The crusts of Detroit-style pizzas aren’t the bare pizza bones a lot of people throw away. Rather, they’re composed of the same cheese that tops the pizza. When the pizza is baked, the cheese around the edges caramelizes to a dark brown crunchy lace. If you’ve never had it before, it’s easy to assume that someone just burned it, but the edges are always the best part of a Detroit square.
(If it sounds like I’m a massive pizza geek, I have a perfectly legit reason: I’m a former full-time pizza maker, and one of the specialties of the place I worked at—and still moonlight at occasionally—is Detroit-style pizza.)
On January 26, Pizza Hut unveiled its very own version of Detroit-style pizza. This foray came as a surprise to me, since it’s been a very long time since Pizza Hut has offered a new style. Pizza Hut was my family’s go-to when I was a kid (remember Pizza Hut’s Book-It program?), but over the years, I felt like it fell off in quality, big time, so it quietly fell out of my rotation. But this week, Pizza Hut reached out with an offer to send over a sample of Detroit Double Pepperoni, a Detroit-style pizza with two types of pepperoni: the flat, softer variety and the kind that crisps up into little cups that hold that tiny pool of red grease.
It’s a little hard to tell from this photo, but Pizza Hut nailed the height on a Detroit-style pie, along with the texture. The crust is bready and soft with a touch of chew, topped with a blend of mozzarella and parmesan. It’s worth noting that the original Detroit pizza makers used brick cheese, a buttery low-moisture cheese from Wisconsin, but a lot of Detroit-style places now use mozzarella, and it’s perfectly fine.
I didn’t think I’d notice it so much, but I really do appreciate the two styles of pepperoni on this pizza. Your teeth sink into the flatter, wider kind, but the cup and char pieces have a meaty crunch with that little bit of oil as a reward. Die-hard pepperoni fans covet that oil, while other people hate it. I’m somewhere in the middle: I like it, but not in excess, so the blend of pepperoni adds a little balance. It also has a surprising spicy kick to it, if you’re sensitive to that sort of thing.
One thing pizza geeks look for in a pie is a consistent bake on the bottom. Different styles have different ideals: a Neapolitan pizza is considered good when there’s an even distribution of black spots (some of us call it leoparding).
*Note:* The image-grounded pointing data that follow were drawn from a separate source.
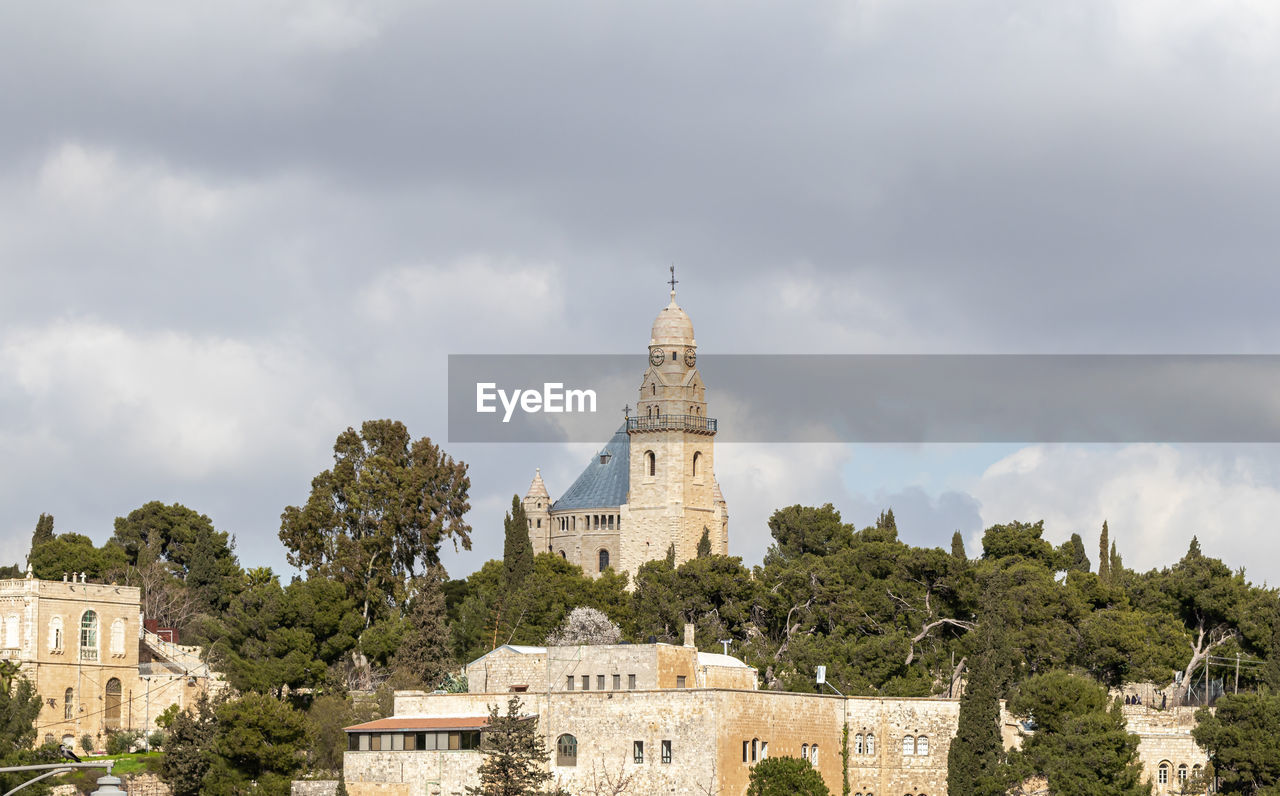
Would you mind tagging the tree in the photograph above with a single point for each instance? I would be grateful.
(187, 751)
(977, 754)
(585, 626)
(517, 552)
(786, 777)
(379, 515)
(1079, 744)
(257, 748)
(515, 755)
(1104, 556)
(704, 544)
(1239, 737)
(44, 531)
(423, 657)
For a Detroit-style pizza, though, the preferred bake is a golden hue with a slightly fried texture, like the bottom of focaccia bread. Pizza Hut’s bake is pretty solid and even, without any burns or pale white areas.
While the cheese edges along the perimeter of the pizza aren’t as thick as I’d like, they have the right texture to them, with both chew and crunch. I think it’s a function of the blends of cheeses, but the edges don’t have a ton of flavor to them, and that disappoints me a bit. I prefer a little sharpness in my cheese edges, like a baked parmesan crisp, but this is my pizza nerd side nitpicking, and other people might not notice as much.
What I don’t like, unfortunately, is the sauce. Apparently there was a lot of testing involved to land on this one, but this sauce is so acidic, almost like cocktail sauce, with a lingering tingle. While some contrast is necessary, I think the choice of this tomato sauce is an extreme overcorrection of the richness of the cheese, bread, and meat. I’m curious to see what some of you think about it, because I have never had a sauce quite like it.
Overall, I’d say this is a pretty good version of a Detroit-style pepperoni pie. The sauce knocks the whole thing down a peg, but pizza is often a case of personal preferences, and that part just wasn’t for me. Otherwise, for a limited-time offer, it’s definitely worth trying. Will it kick Jet’s ass? No. The Jet’s Turbo Crust is totally safe for now, but I can say that the Detroit Double Pepperoni is the best thing I’ve had from Pizza Hut in years.